Kein Risiko für Käufer
Fachleute fassen die Legal Highs unter dem Begriff neue psychoaktive Substanzen (NPS) zusammen. Es handelt sich um synthetische Mittel, die als Alternative zu bekannten Drogen wie Cannabis, Ecstasy oder Amphetaminen vermarktet werden. Sie werden als Kräutermischung, getarnt als Badesalz oder Lufterfrischer angeboten und tragen Namen wie Summer High, Burning Skull oder Party Beast.
Ihre Wirkung wird offensiv beworben: „Bau Dir eine Monstersichel und schädel Dich dezent für ein Stündchen oder mehr dahin, wo sich Aufregung und Hektik nicht hintrauen“, schreibt ein Anbieter. Der Erwerb sei „absolut legal“und für den Käufer mit keinerlei Risiken verbunden.
„Das ist so sicher nicht richtig“, sagt Ludwig Kraus, Epidemiologe vom IFT Institut für Therapieforschung in München: „Wer solche Drogen im Internet bestellt, weiß nicht, was er bekommt – weder ob es legal ist, noch wie es wirkt. Das ist wie eine große Black Box.“Das belegt die Zahl der jährlichen Todesfälle: Allein 2017 seien 75 Menschen nach dem Konsum von NPS gestorben, berichtete das Bundeskriminalamt im Mai. 2016 waren es laut Drogenund Suchtbericht der Bundesregierung 98 Tote.
Genau wie andere Drogen beeinträchtigen die Substanzen die Fahrtüchtigkeit. „Synthetische Cannabinoide wirken oft dämpfend und führen zu nachlassender Aufmerksamkeit“, sagt Toxikologin Schäfer. Solche Fahrer fielen oft durch sehr langsames Fahren auf. Ganz anders wirken etwa Stimulanzien. Sie erhöhen zwar die Wachsamkeit – aber auch die Risikobereitschaft. Rasantes Fahrverhalten sei die Folge.

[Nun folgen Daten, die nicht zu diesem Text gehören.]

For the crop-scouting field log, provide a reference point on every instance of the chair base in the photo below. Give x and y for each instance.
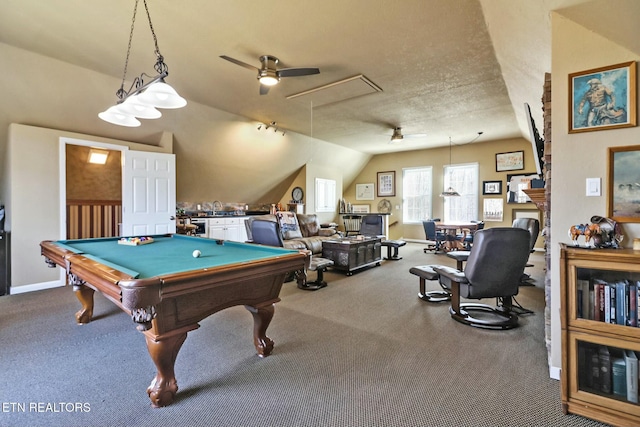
(435, 296)
(502, 318)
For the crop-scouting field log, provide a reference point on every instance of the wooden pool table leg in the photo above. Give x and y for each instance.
(261, 319)
(164, 386)
(85, 296)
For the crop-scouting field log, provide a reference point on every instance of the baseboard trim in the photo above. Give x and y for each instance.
(554, 372)
(34, 287)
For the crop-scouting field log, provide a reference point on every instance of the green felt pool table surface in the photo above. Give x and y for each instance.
(168, 254)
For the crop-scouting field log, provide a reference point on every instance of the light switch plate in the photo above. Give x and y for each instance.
(593, 187)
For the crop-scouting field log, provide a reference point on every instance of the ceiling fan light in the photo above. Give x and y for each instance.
(115, 115)
(269, 80)
(161, 95)
(134, 107)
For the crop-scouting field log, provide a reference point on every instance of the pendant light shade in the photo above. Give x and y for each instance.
(117, 117)
(134, 107)
(161, 95)
(143, 97)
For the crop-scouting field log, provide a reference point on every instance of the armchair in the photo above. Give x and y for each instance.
(373, 225)
(494, 267)
(265, 232)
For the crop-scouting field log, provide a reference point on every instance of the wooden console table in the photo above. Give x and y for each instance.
(352, 253)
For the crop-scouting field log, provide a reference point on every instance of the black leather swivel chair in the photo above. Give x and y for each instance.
(493, 270)
(434, 238)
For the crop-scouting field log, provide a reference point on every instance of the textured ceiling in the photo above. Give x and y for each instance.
(447, 68)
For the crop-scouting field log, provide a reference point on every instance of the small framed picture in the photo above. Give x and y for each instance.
(364, 191)
(491, 187)
(603, 98)
(386, 184)
(510, 161)
(624, 176)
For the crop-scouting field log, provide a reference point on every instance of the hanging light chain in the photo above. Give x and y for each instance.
(160, 66)
(121, 92)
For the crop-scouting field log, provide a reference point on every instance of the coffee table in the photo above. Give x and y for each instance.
(352, 253)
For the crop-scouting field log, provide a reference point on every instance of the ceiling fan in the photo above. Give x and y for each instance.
(398, 136)
(268, 74)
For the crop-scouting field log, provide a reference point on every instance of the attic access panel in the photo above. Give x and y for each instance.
(338, 91)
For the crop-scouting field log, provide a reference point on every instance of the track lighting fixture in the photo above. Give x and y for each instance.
(142, 98)
(272, 125)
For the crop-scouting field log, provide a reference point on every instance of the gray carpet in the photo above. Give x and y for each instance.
(365, 351)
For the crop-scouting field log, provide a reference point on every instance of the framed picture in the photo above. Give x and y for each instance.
(386, 184)
(603, 98)
(510, 161)
(492, 209)
(491, 187)
(360, 208)
(364, 191)
(624, 190)
(517, 183)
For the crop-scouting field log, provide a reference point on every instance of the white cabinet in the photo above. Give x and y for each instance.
(227, 229)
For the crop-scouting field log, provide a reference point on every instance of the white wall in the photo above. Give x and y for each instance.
(578, 156)
(33, 202)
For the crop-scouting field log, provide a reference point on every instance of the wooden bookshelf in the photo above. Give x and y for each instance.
(594, 342)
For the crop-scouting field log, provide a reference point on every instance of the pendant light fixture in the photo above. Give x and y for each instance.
(450, 192)
(143, 98)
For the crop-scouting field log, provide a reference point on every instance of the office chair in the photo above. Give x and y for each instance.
(493, 270)
(434, 237)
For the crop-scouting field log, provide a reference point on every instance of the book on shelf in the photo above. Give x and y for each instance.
(631, 375)
(633, 304)
(604, 359)
(619, 376)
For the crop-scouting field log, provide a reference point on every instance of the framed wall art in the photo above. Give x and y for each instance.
(603, 98)
(386, 184)
(491, 187)
(510, 161)
(364, 191)
(492, 209)
(624, 188)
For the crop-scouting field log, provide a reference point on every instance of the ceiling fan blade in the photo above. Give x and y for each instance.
(240, 63)
(297, 72)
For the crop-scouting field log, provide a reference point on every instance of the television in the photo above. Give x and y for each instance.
(537, 143)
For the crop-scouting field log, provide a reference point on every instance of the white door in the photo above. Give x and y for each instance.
(148, 193)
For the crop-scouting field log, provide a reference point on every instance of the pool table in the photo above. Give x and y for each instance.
(168, 291)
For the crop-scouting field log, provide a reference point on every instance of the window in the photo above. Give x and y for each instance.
(464, 179)
(416, 191)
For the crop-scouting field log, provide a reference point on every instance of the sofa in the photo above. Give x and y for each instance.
(299, 231)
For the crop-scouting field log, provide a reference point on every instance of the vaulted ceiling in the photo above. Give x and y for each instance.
(445, 68)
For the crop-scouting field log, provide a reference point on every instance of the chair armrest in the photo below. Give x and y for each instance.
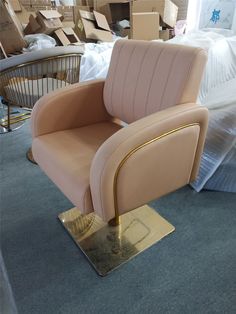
(70, 107)
(147, 159)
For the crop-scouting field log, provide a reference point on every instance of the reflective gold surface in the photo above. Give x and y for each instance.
(30, 156)
(129, 154)
(106, 246)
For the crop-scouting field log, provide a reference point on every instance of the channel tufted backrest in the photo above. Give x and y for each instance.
(145, 77)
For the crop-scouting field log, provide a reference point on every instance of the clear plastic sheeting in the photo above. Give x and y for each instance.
(218, 93)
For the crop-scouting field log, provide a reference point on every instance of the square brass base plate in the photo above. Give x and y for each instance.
(107, 247)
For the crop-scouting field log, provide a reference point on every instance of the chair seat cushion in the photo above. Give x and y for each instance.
(66, 157)
(25, 92)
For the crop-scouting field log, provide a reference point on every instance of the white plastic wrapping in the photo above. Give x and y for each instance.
(95, 61)
(218, 93)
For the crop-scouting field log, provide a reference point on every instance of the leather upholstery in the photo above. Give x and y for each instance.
(92, 159)
(148, 77)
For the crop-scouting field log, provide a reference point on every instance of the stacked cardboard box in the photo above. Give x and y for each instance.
(11, 31)
(149, 19)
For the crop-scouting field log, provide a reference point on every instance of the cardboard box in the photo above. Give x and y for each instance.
(93, 26)
(164, 34)
(16, 6)
(67, 13)
(24, 15)
(11, 31)
(167, 9)
(66, 36)
(145, 25)
(119, 11)
(114, 10)
(46, 21)
(76, 9)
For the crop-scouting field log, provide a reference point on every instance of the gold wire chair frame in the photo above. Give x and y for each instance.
(22, 77)
(22, 85)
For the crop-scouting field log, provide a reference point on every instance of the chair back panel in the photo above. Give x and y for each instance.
(145, 77)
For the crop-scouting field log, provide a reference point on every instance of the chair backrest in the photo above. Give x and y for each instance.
(145, 77)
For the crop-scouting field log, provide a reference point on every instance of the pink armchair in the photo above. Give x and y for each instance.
(110, 171)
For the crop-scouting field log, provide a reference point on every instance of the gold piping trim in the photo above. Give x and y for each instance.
(116, 220)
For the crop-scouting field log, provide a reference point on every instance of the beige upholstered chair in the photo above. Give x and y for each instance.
(109, 171)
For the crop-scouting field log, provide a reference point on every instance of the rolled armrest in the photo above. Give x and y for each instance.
(147, 159)
(71, 107)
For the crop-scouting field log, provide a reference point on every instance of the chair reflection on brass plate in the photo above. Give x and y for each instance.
(26, 77)
(110, 169)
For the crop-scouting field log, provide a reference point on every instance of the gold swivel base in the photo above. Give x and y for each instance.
(107, 247)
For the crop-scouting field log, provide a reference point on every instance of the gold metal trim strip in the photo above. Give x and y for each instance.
(116, 220)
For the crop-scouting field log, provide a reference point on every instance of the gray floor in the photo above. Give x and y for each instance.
(191, 271)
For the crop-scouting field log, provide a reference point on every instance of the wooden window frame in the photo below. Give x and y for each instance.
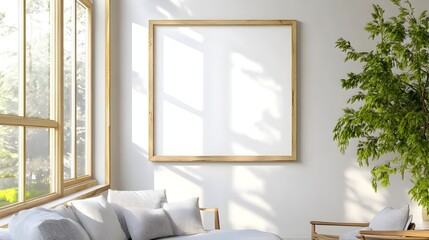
(60, 187)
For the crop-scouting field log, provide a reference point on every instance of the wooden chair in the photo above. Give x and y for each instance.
(368, 235)
(395, 235)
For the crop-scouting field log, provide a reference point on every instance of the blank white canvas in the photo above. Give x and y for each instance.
(223, 90)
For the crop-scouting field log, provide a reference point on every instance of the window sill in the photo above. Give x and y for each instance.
(89, 192)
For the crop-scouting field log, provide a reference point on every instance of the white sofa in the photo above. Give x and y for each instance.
(136, 215)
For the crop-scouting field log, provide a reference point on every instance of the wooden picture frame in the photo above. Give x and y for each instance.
(222, 90)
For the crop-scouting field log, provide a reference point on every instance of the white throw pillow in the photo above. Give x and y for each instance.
(134, 199)
(98, 218)
(390, 219)
(28, 225)
(5, 234)
(66, 212)
(185, 217)
(146, 224)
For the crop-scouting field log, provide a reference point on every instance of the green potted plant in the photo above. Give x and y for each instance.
(388, 112)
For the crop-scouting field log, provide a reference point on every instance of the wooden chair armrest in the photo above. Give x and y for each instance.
(339, 224)
(405, 235)
(216, 215)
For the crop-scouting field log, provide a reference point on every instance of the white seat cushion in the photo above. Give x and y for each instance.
(247, 234)
(98, 218)
(185, 217)
(390, 219)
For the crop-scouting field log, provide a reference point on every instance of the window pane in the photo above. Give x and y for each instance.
(82, 88)
(38, 162)
(9, 165)
(9, 58)
(38, 49)
(68, 87)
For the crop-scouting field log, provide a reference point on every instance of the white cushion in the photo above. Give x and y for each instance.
(98, 218)
(240, 234)
(391, 219)
(146, 224)
(134, 199)
(61, 229)
(185, 216)
(5, 234)
(28, 225)
(66, 212)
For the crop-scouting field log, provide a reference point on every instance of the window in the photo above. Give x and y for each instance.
(45, 85)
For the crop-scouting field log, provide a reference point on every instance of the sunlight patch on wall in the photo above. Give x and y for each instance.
(180, 182)
(361, 201)
(139, 86)
(251, 205)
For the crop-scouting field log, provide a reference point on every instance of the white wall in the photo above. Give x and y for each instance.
(278, 197)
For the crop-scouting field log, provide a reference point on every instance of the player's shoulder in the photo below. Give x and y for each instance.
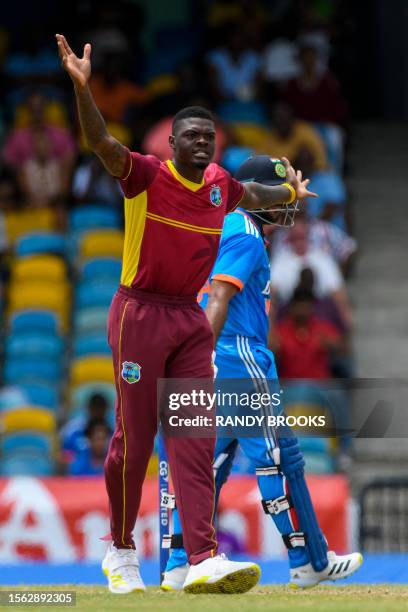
(239, 222)
(214, 172)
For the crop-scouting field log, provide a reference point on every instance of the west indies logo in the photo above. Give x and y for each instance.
(215, 195)
(131, 371)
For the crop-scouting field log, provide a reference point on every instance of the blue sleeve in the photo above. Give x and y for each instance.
(239, 255)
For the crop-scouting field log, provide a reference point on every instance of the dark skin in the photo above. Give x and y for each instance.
(193, 141)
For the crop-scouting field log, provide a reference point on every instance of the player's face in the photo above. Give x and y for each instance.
(194, 142)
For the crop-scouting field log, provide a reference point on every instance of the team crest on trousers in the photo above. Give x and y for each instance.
(131, 372)
(215, 195)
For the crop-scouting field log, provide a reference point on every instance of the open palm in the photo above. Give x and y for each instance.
(79, 69)
(298, 183)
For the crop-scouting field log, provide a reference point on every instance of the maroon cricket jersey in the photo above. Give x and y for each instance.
(173, 225)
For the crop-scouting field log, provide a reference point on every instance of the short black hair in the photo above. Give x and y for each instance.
(93, 424)
(302, 294)
(192, 112)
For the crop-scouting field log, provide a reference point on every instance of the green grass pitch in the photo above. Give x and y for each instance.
(355, 598)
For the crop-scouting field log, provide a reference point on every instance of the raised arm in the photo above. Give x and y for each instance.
(111, 152)
(266, 196)
(217, 307)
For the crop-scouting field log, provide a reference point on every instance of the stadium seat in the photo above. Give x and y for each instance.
(234, 111)
(12, 397)
(91, 369)
(91, 319)
(234, 156)
(33, 344)
(19, 223)
(94, 293)
(81, 395)
(41, 242)
(50, 268)
(101, 243)
(28, 417)
(34, 320)
(41, 395)
(27, 464)
(44, 296)
(17, 370)
(92, 216)
(25, 441)
(89, 344)
(101, 268)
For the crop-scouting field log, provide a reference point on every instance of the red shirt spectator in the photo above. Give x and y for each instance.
(305, 342)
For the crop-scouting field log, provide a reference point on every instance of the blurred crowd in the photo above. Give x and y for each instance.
(276, 75)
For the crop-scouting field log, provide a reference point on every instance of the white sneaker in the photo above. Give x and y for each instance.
(173, 580)
(219, 575)
(340, 566)
(121, 566)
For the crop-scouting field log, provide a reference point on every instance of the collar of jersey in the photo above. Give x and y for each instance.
(188, 184)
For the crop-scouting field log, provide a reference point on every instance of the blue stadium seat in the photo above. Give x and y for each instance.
(27, 464)
(12, 397)
(80, 395)
(34, 320)
(93, 216)
(26, 441)
(41, 395)
(91, 344)
(102, 268)
(89, 320)
(95, 293)
(22, 370)
(235, 111)
(34, 344)
(41, 242)
(234, 156)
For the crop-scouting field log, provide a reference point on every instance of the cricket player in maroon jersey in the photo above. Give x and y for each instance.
(174, 214)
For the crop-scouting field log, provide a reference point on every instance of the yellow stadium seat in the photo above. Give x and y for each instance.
(38, 267)
(27, 221)
(28, 417)
(45, 296)
(102, 243)
(91, 369)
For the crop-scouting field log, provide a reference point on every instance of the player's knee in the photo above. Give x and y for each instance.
(291, 456)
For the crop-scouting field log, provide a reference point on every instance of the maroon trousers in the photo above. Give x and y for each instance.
(154, 336)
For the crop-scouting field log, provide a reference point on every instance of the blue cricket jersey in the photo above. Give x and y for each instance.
(242, 260)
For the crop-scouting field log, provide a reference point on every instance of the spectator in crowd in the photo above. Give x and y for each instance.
(331, 205)
(91, 183)
(22, 143)
(42, 178)
(90, 458)
(305, 342)
(114, 94)
(287, 264)
(315, 95)
(234, 69)
(286, 136)
(325, 308)
(72, 434)
(322, 236)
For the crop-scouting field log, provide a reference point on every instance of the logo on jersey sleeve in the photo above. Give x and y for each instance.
(215, 195)
(131, 372)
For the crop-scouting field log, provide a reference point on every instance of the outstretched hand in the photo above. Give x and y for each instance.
(295, 179)
(79, 69)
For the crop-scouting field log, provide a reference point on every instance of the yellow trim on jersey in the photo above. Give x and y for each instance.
(135, 220)
(189, 184)
(123, 424)
(182, 225)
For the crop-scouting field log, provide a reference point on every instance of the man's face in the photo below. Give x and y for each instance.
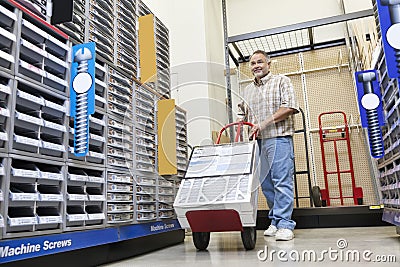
(259, 65)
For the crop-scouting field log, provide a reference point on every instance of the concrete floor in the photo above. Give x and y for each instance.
(330, 246)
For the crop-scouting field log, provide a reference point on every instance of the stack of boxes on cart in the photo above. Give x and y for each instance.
(45, 188)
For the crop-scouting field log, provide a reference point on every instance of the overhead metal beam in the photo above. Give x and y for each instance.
(303, 25)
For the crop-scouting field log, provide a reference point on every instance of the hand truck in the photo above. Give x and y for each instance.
(219, 190)
(322, 197)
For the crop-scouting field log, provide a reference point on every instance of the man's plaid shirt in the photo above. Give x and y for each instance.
(264, 99)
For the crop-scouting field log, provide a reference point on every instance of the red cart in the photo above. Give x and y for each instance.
(335, 135)
(228, 200)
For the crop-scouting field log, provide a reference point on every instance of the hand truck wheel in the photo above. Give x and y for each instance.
(249, 237)
(201, 240)
(316, 196)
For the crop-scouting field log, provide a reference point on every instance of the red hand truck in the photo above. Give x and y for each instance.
(335, 135)
(218, 214)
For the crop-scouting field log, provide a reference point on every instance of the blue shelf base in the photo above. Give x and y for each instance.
(50, 246)
(391, 216)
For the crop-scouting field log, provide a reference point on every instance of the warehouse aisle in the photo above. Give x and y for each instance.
(358, 246)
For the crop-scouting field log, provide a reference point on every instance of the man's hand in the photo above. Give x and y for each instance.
(255, 130)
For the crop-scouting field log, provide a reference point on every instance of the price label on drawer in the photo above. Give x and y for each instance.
(52, 146)
(96, 216)
(55, 126)
(3, 136)
(97, 198)
(34, 48)
(95, 179)
(25, 173)
(96, 155)
(51, 176)
(4, 112)
(51, 197)
(76, 177)
(24, 196)
(49, 219)
(55, 106)
(77, 197)
(5, 89)
(30, 119)
(22, 221)
(76, 217)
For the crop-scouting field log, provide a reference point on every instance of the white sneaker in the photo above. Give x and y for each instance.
(284, 234)
(271, 231)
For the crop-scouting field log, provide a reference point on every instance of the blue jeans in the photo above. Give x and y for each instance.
(276, 175)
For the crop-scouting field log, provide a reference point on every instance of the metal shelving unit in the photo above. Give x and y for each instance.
(161, 80)
(389, 165)
(45, 190)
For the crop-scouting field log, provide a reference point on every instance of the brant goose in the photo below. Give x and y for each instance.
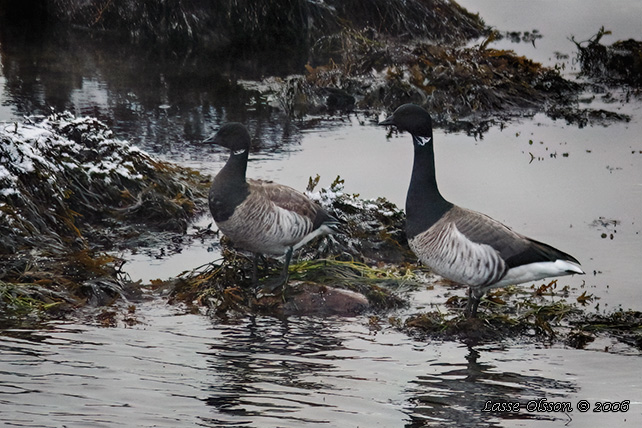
(261, 216)
(463, 245)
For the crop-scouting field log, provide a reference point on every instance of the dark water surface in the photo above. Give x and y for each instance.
(557, 183)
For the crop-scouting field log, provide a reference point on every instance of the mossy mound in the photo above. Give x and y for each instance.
(244, 25)
(69, 191)
(368, 257)
(617, 64)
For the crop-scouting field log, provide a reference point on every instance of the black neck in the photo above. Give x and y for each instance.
(424, 203)
(229, 187)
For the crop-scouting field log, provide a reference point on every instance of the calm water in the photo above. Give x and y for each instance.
(174, 369)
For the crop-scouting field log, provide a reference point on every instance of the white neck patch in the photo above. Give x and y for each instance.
(422, 141)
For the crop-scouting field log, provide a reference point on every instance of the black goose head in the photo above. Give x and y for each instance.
(413, 119)
(233, 136)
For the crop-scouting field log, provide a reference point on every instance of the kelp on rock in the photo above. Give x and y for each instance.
(69, 191)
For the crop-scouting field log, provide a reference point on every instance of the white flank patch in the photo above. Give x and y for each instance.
(537, 271)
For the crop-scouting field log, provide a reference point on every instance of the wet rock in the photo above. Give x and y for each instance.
(292, 25)
(70, 190)
(620, 63)
(312, 299)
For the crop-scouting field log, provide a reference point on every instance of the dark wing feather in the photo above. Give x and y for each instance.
(292, 200)
(514, 248)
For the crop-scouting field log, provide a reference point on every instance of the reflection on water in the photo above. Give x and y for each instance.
(456, 393)
(163, 104)
(184, 370)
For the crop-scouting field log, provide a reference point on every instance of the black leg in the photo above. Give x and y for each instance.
(473, 303)
(255, 269)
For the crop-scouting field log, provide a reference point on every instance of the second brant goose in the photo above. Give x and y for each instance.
(462, 245)
(261, 216)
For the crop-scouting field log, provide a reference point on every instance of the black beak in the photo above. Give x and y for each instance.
(388, 121)
(210, 140)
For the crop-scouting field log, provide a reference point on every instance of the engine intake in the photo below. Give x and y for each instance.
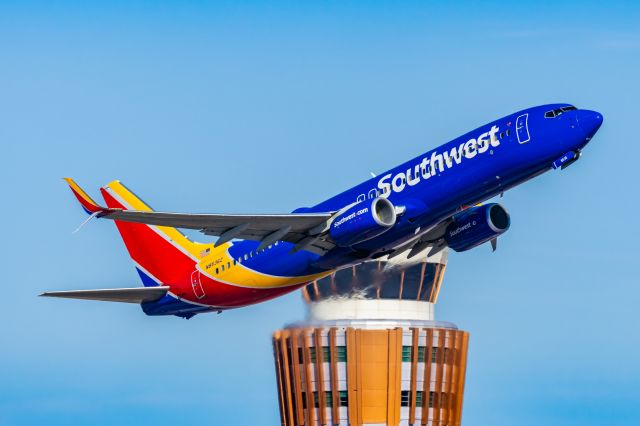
(363, 221)
(476, 226)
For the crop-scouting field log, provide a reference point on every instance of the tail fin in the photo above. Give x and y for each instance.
(87, 203)
(163, 255)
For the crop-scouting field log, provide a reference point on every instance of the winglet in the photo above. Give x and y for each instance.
(90, 206)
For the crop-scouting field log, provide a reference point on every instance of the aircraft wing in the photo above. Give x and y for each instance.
(302, 229)
(127, 295)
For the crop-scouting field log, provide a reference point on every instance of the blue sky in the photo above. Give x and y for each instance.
(250, 107)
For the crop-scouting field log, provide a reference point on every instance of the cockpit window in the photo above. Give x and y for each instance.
(558, 111)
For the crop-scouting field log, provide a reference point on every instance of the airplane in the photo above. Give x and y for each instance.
(430, 202)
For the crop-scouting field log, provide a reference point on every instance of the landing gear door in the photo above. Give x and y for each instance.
(522, 128)
(196, 284)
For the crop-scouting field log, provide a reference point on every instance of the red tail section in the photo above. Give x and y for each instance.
(163, 255)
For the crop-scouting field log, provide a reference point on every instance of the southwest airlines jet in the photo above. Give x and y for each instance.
(427, 203)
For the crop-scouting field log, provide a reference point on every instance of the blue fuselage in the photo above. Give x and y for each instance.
(434, 186)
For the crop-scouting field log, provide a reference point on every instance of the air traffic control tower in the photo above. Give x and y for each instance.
(370, 351)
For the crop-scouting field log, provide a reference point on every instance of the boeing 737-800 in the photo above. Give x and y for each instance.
(422, 204)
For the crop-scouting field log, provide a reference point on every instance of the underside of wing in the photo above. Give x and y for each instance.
(126, 295)
(306, 230)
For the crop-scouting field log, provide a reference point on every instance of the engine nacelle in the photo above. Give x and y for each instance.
(363, 221)
(476, 226)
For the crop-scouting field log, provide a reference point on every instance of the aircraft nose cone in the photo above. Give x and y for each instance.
(589, 122)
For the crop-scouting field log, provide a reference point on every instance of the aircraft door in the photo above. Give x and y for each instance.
(196, 284)
(522, 128)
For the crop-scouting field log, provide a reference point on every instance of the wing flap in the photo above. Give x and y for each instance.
(125, 295)
(243, 226)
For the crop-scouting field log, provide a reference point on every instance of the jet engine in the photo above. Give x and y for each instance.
(476, 226)
(363, 221)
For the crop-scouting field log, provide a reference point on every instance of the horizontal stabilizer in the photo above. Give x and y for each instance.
(126, 295)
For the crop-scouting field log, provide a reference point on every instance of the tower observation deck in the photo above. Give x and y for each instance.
(370, 350)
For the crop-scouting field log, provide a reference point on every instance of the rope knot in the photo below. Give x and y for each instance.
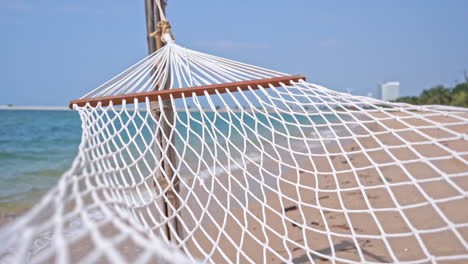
(163, 32)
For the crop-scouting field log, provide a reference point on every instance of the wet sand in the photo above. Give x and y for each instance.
(360, 203)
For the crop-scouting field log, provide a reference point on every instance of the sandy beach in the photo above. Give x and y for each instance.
(377, 207)
(359, 203)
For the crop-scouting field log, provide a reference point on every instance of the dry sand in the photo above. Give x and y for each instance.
(294, 216)
(302, 216)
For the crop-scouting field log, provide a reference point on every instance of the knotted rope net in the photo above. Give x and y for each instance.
(292, 172)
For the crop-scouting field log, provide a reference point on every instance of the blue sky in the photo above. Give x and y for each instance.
(52, 51)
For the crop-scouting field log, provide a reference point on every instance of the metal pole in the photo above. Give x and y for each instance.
(166, 154)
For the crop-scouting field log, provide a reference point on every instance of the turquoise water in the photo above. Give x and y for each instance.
(36, 147)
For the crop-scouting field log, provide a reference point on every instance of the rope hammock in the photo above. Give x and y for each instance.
(188, 157)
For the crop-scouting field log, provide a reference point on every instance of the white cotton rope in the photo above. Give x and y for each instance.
(295, 173)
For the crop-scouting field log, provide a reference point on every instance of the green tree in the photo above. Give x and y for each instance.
(460, 87)
(408, 100)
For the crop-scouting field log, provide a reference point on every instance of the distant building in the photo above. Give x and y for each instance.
(389, 91)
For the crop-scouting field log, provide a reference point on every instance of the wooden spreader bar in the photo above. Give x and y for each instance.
(188, 92)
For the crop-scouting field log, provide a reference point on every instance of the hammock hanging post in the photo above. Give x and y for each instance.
(165, 115)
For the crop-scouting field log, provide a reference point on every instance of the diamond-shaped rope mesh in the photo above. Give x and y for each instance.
(296, 173)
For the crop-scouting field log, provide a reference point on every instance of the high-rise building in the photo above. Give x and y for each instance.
(389, 91)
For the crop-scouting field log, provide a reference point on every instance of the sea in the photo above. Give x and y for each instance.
(38, 146)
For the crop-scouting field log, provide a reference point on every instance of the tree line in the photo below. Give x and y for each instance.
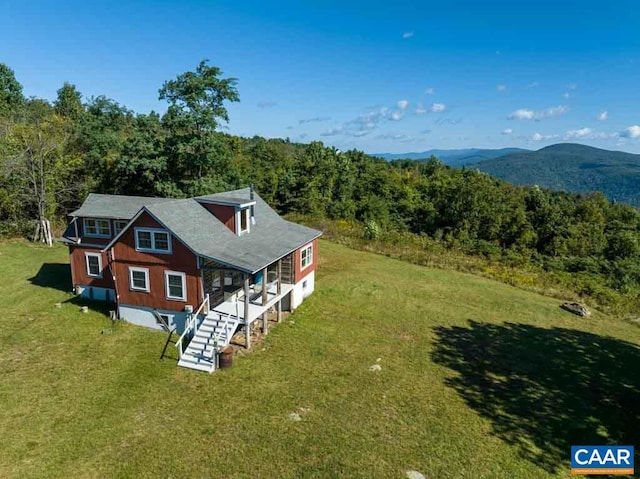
(52, 154)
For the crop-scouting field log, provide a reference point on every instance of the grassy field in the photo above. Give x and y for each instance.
(477, 379)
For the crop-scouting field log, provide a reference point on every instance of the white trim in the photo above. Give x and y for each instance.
(133, 269)
(116, 230)
(153, 232)
(183, 277)
(247, 214)
(226, 203)
(86, 263)
(309, 257)
(95, 235)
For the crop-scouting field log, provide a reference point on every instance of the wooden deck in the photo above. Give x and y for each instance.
(235, 307)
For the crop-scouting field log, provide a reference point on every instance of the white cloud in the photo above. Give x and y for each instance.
(266, 104)
(316, 119)
(366, 122)
(437, 107)
(631, 132)
(586, 134)
(539, 137)
(554, 111)
(394, 137)
(522, 114)
(333, 132)
(526, 114)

Bei Verkehrskontrollen lässt sich ein Konsum derartiger Drogen nicht nachweisen – oder nur nach umfangreichen Analysen. Lieferten Atemalkoholund Drogenschnelltests bei auffälligen Fahrern kein Ergebnis, werde eine Blutprobe entnommen und im Labor untersucht, erläutert Schäfer. Auch so sei der Nachweis von NPS kein Kinderspiel, weil die Substanzen sehr variabel seien und Hersteller die Rezepturen ständig änderten. „Das ist ein Katz-undMaus-Spiel.“
Seit November 2016 gibt es in Deutschland ein Gesetz für den Umgang mit diesen neuartigen Drogen. Im Neue psychoaktive Substanzen Gesetz (NPSG) sind zwei Stoffgruppen als verboten gelistet, die eine Reihe von Einzelsubstanzen umfassen: die synthetischen Cannabinoide und die Phenethylamine. Der Konsum dieser Stoffe bleibt straffrei, aber Erwerb, Besitz und Handel sind verboten und werden bestraft.